Motivated by recent advances in synthesis and characterization of carbon nanotube (CNT) heterojunctions, we introduce a systematic approach for obtaining atomic geometries that connect two carbon nanotubes of different chiralities. Using our approach, it is straightforward to construct atomic interface geometries between two single-walled CNT’s of arbitrary chiralities arranged at different orientations and angles. Our method generalizes existing approaches and is readily applicable to joining domains of graphene nanoribbons as well. As an example, we focus on linear heterojunctions, and we postulate the minimum number of simple topological defects required at the interface, and the preferred spatial arrangements, to obtain maximally linear heterojunctions given any two arbitrary chiralities. We also provide a physical picture of the defect structure of the resultant interface geometries using the results of classical force-field simulations.

Figure 1

(a) Two CNT’s of similar radii but dissimilar chirality. (b) Characteristic triangles $\mathrm{ABC}$ and $A^{\text{'}}{B}^{\text{'}}{C}^{\text{'}}$ at the edges of the two graphene ribbons due to unwinding of the CNT’s. (c) Interface quadrangle ${\mathrm{ABA}}^{\text{'}}C$ formed by connecting the two characteristic triangles.

Figure 2

(i)(a)–(d) Heterojunctions with different numbers of topological defects with CNT $(10,8)$ on the left and CNT $(12,6)$ on the right. (ii)(a)–(d) Corresponding energy-minimized structures. (iii) The net strain energies for the four different heterojunctions.
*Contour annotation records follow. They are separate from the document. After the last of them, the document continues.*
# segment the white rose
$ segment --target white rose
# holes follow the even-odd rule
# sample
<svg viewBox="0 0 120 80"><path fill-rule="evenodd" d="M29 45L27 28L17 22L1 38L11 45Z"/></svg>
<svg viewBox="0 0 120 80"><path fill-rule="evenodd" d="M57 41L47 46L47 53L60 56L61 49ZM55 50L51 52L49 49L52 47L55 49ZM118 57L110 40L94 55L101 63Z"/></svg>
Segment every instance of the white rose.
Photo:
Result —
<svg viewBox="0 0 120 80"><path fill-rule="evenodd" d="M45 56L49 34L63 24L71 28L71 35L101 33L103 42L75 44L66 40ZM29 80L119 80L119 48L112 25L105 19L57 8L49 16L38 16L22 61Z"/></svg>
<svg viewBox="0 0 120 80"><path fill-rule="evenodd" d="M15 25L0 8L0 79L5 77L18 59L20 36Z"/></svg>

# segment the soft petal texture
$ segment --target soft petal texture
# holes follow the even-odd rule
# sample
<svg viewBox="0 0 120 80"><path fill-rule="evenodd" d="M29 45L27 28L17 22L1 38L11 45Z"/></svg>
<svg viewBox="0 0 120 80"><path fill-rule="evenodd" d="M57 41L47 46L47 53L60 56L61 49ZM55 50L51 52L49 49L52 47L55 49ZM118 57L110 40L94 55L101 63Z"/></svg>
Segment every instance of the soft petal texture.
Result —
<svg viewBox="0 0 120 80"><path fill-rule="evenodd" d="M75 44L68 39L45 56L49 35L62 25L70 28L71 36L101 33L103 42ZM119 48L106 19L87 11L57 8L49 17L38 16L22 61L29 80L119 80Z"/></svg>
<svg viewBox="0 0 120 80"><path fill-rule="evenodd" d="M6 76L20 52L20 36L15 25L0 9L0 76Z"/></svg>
For reference, within the empirical force-field model (TB-EIP) used in this work, the strain energy to create a single pentagon-heptagon paired defect in a CNT of similar radii is about 5.4 eV.

Figure 3

The three basic quadrangles to be used as building blocks to tile the interface polygon.

Figure 4

HJ’s made of CNT segments of chiralities (6,6) and (5,7) shown in (a) requiring one $B$-type block, and chiralities (6,6) and (5,8) shown in (b) requiring one $C$-type block, in order for the HJ’s to be maximally linear.

Figure 5

Interface triangle $\mathrm{ABC}$ connecting CNT’s $(8,10)$ and $(16,0)$.

Figure 6

(a) HJ composed of CNT’s $(9,6)$ and $(9,3)$. (b) HJ composed of CNT’s $(14,8)$ and $(12,6)$.

Figure 7

(i)(a)–(h) Different arrangements of two defects at the interface of HJ $(8,10)-(12,6)$. (ii)(a)–(h) Histogram plots of bond lengths in the corresponding energy-minimized structures. (iii) Net strain energies computed with TB-EIP.

Figure 8

(i)(a)–(f) Interface quadrangle showing different arrangements of the four 5-7 defects connecting CNT’s $(10,8)$ and $(12,6)$. (ii)(a)–(f) Corresponding energy-minimized structures. (iii) Net strain energies computed with TB-EIP.